Even the most loyal Republicans on the Senate Judiciary Committee found it
impossible to throw Mr. Gonzales a lifeline. The best Orrin Hatch of Utah could
do was to mutter that "I think that you'll agree that this was poorly
handled" and to suggest that Mr. Gonzales should just be forgiven. Senator
Sam Brownback led Mr. Gonzales through the names of the fired attorneys, evidently
hoping he would offer cogent reasons for their dismissal.

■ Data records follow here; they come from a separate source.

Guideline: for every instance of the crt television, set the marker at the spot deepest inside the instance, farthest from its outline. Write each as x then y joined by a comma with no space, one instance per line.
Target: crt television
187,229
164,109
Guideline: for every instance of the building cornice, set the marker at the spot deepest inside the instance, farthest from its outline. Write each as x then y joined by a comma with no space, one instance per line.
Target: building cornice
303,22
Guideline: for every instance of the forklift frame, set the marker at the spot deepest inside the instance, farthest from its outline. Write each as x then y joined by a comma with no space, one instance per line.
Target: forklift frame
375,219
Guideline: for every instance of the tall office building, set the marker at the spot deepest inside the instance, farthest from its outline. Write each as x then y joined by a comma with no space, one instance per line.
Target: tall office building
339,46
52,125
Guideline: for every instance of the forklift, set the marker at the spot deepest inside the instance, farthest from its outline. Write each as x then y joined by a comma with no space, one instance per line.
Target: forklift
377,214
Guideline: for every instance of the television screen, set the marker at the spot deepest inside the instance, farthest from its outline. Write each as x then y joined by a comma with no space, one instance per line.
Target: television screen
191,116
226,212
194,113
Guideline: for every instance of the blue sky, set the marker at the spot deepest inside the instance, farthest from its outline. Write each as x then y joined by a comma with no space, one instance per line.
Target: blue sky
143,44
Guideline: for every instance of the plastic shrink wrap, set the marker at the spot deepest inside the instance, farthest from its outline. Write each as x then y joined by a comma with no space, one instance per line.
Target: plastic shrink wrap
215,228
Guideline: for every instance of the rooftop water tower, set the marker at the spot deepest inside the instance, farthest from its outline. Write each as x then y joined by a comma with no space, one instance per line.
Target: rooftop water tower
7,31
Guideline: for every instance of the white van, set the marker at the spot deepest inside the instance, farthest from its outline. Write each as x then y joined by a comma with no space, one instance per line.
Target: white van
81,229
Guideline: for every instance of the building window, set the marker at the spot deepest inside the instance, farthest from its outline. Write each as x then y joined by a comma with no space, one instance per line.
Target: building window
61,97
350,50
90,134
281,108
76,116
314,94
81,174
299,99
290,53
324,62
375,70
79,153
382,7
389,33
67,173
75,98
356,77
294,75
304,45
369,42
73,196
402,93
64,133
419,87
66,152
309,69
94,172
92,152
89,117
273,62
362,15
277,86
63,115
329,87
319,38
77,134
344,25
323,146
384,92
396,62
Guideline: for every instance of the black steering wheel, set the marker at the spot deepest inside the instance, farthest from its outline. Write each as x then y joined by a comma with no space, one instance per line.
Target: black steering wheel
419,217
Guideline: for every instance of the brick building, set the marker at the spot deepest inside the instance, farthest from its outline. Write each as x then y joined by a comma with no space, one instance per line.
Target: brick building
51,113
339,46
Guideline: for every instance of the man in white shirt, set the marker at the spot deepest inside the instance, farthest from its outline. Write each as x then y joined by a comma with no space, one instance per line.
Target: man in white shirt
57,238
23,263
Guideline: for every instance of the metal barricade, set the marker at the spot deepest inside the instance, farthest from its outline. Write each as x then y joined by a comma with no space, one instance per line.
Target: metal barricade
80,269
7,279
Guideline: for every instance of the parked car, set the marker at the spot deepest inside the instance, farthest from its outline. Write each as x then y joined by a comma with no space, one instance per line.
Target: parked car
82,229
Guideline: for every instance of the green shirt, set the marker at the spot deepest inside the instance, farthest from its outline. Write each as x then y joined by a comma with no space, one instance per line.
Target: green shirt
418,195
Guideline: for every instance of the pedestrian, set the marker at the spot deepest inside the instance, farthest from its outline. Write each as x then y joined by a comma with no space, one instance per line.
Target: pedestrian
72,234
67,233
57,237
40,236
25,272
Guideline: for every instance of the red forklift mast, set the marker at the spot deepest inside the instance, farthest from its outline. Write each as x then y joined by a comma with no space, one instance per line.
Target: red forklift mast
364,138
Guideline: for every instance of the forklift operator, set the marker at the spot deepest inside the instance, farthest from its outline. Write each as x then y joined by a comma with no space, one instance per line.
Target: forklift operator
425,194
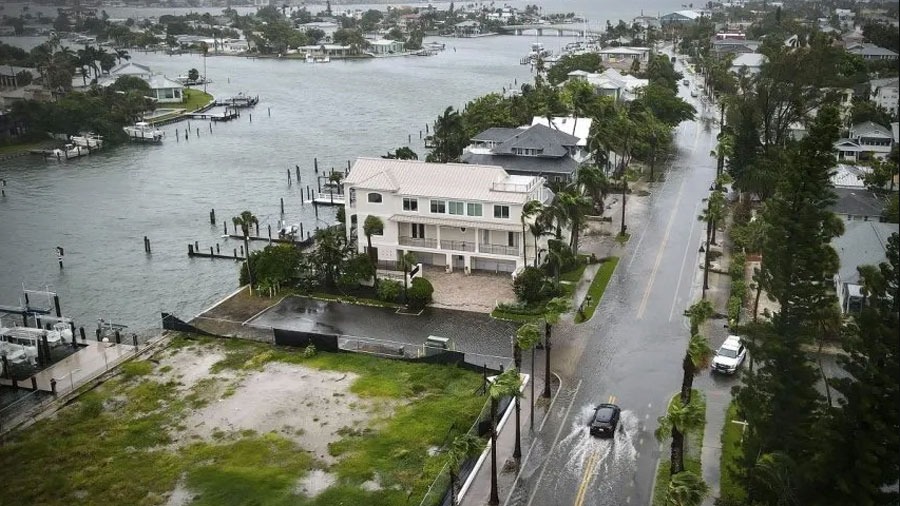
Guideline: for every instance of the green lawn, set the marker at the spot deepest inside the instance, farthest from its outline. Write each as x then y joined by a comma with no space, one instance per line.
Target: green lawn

Some of his answers were merely laughable. Mr. Gonzales said one prosecutor
deserved to be fired because he wrote a letter that annoyed the deputy attorney
general. Another prosecutor had the gall to ask Mr. Gonzales to reconsider a
decision to seek the death penalty. (Mr. Gonzales, of course, is famous for
never reconsidering a death penalty case, no matter how powerful the arguments
are.)
Mr. Gonzales criticized other fired prosecutors for "poor management,"
for losing the confidence of career prosecutors and for "not having total
control of the office." With those criticisms, Mr. Gonzales was really
describing his own record: he has been a poor manager who has had no control
over his department and has lost the confidence of his professional staff and
all Americans.
Mr. Gonzales was even unable to say who compiled the list of federal attorneys
slated for firing. The man he appointed to conduct the purge, Kyle Sampson,
said he had not created the list. The former head of the office that supervises
the federal prosecutors, Michael Battle, said he didn't do it, as did
William Mercer, the acting associate attorney general.
Mr. Gonzales said he did not know why the eight had been on the list when it
was given to him, that it had not been accompanied by any written analysis and
that he had just assumed it reflected a consensus of the senior leaders of his
department. At one point, Mr. Gonzales even claimed that he could not remember
how the Justice Department had come to submit an amendment to the Patriot Act
that allowed him to fire United States attorneys and replace them without Senate
confirmation. The Senate voted to revoke that power after the current scandal
broke.
At the end of the day, we were left wondering why the nation's chief
law-enforcement officer would paint himself as a bumbling fool. Perhaps it's
because the alternative is that he is not telling the truth. There is strong
evidence that this purge was directed from the White House, and that Karl Rove,
Mr. Bush's top political adviser, and Harriet Miers, the former White
House counsel, were deeply involved.
Yesterday, Mr. Gonzales admitted that he had not been surprised by five of
the names on the list because he had heard complaints about them - from
Republican senators and Mr. Rove.
In another telling moment, Mr. Gonzales was asked when he had lost confidence
in David Iglesias, who was fired as federal prosecutor in New Mexico. His answer
was an inadvertent slip of truth.
"Mr. Iglesias lost the confidence of Senator Domenici, as I recall, in
the fall of 2005," Mr. Gonzales said. It was Senator Pete Domenici of
New Mexico, of course, who made a wildly inappropriate phone call to Mr. Iglesias
in 2006, not 2005, to ask whether charges would be filed before the election
in a corruption inquiry focused on Democrats. When Mr. Iglesias said he did
not think so, Mr. Domenici hung up and complained to the White House. Shortly
after, Mr. Iglesias's name was added to the firing list.
We don't yet know whether Mr. Gonzales is merely so incompetent that
he should be fired immediately, or whether he is covering something up.
But if we believe the testimony that neither he nor any other senior Justice
Department official was calling the shots on the purge, then the public needs
to know who was. That is why the Judiciary Committee must stick to its insistence
that Mr. Rove, Ms. Miers and other White House officials testify in public and
under oath and that all documents be turned over to Congress, including e-mail
messages by Mr. Rove that the Republican Party has yet to produce.